Context: Persistent hypercalciuria, with the attendant risk of nephrocalcinosis and eventual renal failure, is common in hypoparathyroid patients, especially those with activating mutations of the calcium-sensing receptor (CASR) gene, being treated with oral calcium and calcitriol. Treatment with replacement PTH may be warranted, although this has yet to be evaluated in children.
Objectives: The objectives of this study were to identify the cause of the disorder in a young hypocalcemic patient and to assess the efficacy of treatment of the patient with recombinant human PTH(1-34).
Subject: An infant presenting with hypocalcemia at 3 wk of age was studied.
Methods: CASR gene mutation analysis was performed on genomic DNA of the proband and family members. The patient was treated with twice-daily administration of recombinant human PTH(1-34) over a 17-month period.

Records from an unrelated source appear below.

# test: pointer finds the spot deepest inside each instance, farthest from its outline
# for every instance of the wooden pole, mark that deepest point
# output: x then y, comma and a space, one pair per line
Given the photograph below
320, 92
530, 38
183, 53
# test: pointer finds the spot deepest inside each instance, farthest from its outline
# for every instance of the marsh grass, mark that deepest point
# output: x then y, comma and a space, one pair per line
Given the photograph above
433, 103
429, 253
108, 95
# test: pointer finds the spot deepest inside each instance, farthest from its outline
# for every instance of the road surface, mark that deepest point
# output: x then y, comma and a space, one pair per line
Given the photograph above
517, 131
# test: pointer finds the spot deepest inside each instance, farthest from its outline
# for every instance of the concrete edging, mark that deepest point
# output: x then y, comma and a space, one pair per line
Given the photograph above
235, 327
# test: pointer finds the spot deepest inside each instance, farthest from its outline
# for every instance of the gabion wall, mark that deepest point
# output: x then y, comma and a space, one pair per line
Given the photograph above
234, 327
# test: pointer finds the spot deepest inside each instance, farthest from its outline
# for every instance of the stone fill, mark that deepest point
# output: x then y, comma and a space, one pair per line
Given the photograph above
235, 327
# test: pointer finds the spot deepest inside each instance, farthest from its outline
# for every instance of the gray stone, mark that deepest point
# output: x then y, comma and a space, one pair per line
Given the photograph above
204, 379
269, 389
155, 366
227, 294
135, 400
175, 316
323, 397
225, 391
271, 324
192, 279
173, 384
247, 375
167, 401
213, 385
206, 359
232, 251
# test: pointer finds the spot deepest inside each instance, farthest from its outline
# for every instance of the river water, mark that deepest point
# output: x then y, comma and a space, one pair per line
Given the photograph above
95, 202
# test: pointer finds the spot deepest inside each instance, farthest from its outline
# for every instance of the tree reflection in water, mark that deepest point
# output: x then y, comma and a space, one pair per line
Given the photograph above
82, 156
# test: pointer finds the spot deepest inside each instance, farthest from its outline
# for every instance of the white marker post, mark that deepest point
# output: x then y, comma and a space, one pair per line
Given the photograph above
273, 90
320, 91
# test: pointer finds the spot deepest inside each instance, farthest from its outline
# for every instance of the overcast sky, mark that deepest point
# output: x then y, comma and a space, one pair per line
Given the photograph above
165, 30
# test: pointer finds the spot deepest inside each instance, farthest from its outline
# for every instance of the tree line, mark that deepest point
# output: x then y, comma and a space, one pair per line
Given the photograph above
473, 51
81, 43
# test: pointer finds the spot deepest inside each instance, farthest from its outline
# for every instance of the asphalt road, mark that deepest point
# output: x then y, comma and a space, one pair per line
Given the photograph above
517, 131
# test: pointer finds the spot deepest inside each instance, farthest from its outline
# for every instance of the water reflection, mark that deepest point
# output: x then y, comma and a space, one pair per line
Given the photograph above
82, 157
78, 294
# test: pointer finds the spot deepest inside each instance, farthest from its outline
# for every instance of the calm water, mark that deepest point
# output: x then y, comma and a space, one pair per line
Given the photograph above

Results: The proband was heterozygous for a de novo novel missense mutation (L727Q), on the border between transmembrane helix 4 and intracellular loop 2 of the CASR. When transiently expressed in a human embryonic kidney 293 cell line, the mutant receptor demonstrated a significant leftward shift in the extracellular calcium/intracellular signaling dose-response curve vs. that for the wild-type receptor [EC(50); mutant, 2.59 +/- 0.11 mm (mean +/- se) vs. wild-type, 3.78 +/- 0.12 mm, P < 0.001]. During treatment with PTH(1-34), the patient had no further serious hypocalcemic episodes, and his urinary calcium excretion declined remarkably.
Conclusion: PTH should be evaluated further as a treatment of autosomal dominant hypocalcemia in young patients.